One group that companies are investing resources in recruiting and hiring is Millennials. They are the largest and most diverse generational population with roughly 95 million members. Through sheer size alone, they will dominate the recruiting process. Be aware of their generational traits but exercise caution in applying them generally to Millennials or any other age group.

Despite all that’s been written about the Millennial Generation, attracting them is not about free coffee and frozen yogurt. Top talent has numerous options and the Millennials are no exception. They display an admirable work ethic, often intertwining the professional with the personal throughout the day. But they value a work/life balance more than their older peers. Recognize these characteristics and understand how to leverage that desire. From flexible work hours and telecommuting to team-oriented physical environments and Bring Your Own Device (BYOD) to work, a change from the traditional can position your company strongly with this generation.

Similarly, great brands are not as important to Millennials as they are to Boomers. There are more important variables for this generation. An excellent work environment with opportunities for advancement and a mission that matters both trump a strong brand alone. Marquee brands like Apple and Google embrace these concepts and it shows in the consistently high level of talent they attract. They understand that top companies find top talent. Demand is high, especially with the advent of Big Data, and supply is low. They embrace workplace dynamics and use those dynamics to your advantage.

They also embrace social media. The headline of this paper speaks for itself. Simply tweeting job openings will not result in finding top talent. But using social media in your recruiting strategy, relationship building, and professional networking is imperative; especially given the importance of younger candidates. According to Wanted Analytics, a business intelligence firm catering to the HR industry, September saw a 43 percent increase in HR jobs that require social media skills.

That dramatic increase along with a solid demand for HR personnel makes finding top HR talent a challenge as well. Recruiters, Payroll Specialists, Staffing Coordinators, and HR Supervisors are all in high demand. Apply the same approach to attracting top HR talent that you do to the rest of the workforce. Whether you handle recruiting internally, outsource it to an executive recruiting firm, or use a hybrid approach, the same principles apply.

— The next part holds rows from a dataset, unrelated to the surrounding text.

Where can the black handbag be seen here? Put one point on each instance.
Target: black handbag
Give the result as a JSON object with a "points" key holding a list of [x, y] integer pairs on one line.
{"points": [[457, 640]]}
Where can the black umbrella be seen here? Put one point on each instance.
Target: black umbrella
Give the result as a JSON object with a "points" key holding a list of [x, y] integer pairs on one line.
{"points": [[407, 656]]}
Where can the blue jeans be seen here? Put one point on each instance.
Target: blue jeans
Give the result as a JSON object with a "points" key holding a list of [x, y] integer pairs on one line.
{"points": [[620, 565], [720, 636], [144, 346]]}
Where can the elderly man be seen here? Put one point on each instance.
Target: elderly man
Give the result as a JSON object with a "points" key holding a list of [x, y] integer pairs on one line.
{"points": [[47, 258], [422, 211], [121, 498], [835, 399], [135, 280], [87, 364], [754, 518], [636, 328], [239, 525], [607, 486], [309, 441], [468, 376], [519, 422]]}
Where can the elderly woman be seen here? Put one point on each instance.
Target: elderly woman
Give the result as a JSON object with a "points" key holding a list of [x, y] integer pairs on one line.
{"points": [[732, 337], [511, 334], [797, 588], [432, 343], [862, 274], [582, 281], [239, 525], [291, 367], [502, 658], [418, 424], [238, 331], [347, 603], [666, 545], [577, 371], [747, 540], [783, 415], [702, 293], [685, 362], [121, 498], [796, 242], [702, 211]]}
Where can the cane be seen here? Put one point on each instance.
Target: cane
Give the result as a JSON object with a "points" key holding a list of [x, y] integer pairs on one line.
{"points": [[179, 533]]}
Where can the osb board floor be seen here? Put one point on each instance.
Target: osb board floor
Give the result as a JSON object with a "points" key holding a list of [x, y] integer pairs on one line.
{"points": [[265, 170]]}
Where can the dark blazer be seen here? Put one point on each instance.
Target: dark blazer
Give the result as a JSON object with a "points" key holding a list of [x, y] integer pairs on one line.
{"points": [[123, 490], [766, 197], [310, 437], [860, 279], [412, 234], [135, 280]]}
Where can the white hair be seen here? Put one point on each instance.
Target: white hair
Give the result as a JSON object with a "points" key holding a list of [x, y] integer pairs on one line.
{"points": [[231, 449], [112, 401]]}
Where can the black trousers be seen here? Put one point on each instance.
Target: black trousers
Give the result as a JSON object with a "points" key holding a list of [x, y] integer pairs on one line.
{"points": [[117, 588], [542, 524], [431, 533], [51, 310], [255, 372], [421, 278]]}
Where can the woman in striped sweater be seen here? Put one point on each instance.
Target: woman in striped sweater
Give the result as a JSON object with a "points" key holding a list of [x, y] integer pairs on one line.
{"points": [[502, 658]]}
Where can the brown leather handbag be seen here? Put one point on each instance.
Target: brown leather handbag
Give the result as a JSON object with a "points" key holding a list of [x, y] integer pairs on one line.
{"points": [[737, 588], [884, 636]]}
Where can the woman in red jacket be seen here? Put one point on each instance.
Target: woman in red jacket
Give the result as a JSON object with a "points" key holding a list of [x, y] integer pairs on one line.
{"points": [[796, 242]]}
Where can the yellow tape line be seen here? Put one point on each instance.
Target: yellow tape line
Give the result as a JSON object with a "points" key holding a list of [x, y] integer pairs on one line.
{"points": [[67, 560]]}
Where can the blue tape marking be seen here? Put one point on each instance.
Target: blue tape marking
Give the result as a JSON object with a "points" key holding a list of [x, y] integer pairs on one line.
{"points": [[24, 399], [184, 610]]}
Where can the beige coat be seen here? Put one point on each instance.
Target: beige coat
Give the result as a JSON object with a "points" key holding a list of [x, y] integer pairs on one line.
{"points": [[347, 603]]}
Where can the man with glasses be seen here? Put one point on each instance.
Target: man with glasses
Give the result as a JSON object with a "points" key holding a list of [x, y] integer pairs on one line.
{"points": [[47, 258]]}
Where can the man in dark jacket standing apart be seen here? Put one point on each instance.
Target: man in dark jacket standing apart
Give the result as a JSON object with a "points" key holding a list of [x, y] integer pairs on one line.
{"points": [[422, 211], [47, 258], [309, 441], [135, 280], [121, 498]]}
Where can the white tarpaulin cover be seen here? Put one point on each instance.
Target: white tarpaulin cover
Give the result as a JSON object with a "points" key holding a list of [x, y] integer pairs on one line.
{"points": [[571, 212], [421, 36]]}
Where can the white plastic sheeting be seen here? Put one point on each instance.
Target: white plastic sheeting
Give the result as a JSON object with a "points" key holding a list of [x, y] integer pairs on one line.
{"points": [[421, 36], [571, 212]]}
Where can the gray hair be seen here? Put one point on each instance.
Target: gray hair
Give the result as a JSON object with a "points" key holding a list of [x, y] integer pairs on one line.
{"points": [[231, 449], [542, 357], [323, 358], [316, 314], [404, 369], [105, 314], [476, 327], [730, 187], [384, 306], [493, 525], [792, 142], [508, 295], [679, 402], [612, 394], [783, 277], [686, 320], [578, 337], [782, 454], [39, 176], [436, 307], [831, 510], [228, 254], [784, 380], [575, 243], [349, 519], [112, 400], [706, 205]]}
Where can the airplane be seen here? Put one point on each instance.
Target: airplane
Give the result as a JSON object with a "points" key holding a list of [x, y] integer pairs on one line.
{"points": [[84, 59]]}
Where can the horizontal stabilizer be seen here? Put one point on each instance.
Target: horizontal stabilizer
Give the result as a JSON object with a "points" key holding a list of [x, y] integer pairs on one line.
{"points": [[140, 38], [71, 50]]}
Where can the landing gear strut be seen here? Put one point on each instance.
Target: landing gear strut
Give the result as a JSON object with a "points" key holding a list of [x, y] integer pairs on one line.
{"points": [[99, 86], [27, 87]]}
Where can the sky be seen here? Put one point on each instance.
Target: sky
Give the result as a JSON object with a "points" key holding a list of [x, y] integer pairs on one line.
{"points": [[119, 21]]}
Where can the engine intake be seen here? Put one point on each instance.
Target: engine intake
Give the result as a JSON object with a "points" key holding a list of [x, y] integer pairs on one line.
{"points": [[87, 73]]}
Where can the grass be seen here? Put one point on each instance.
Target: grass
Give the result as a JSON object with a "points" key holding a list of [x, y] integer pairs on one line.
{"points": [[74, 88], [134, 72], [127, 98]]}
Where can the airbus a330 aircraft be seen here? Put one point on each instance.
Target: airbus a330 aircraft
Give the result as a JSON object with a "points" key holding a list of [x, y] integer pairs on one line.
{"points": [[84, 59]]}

Labor force estimates predict that within the next 10 years, we will have five different generations in the workforce—the Greatest Generation (born prior to 1945), Baby Boomers (born between 1945-1964), Generation X (1965-1980), Millennials (1981-2000), and Generation Z (born after 2001). It is an unprecedented occurrence. Understanding the characteristics of each age group and how to blend them together to yield optimal results is a significant challenge. A comprehensive human resources recruiting strategy, an understanding of generational dynamics, and quality HR personnel and executive recruiters will give you a competitive edge in the talent recruiting and retention process.

Social media is an important tactic. But it’s not a recruiting strategy. Your strategy should reflect your culture; embrace generational differentiation; tailor recruiting to your organizational needs; and be reflected by everyone. And that—in 140 characters—is how you recruit top talent.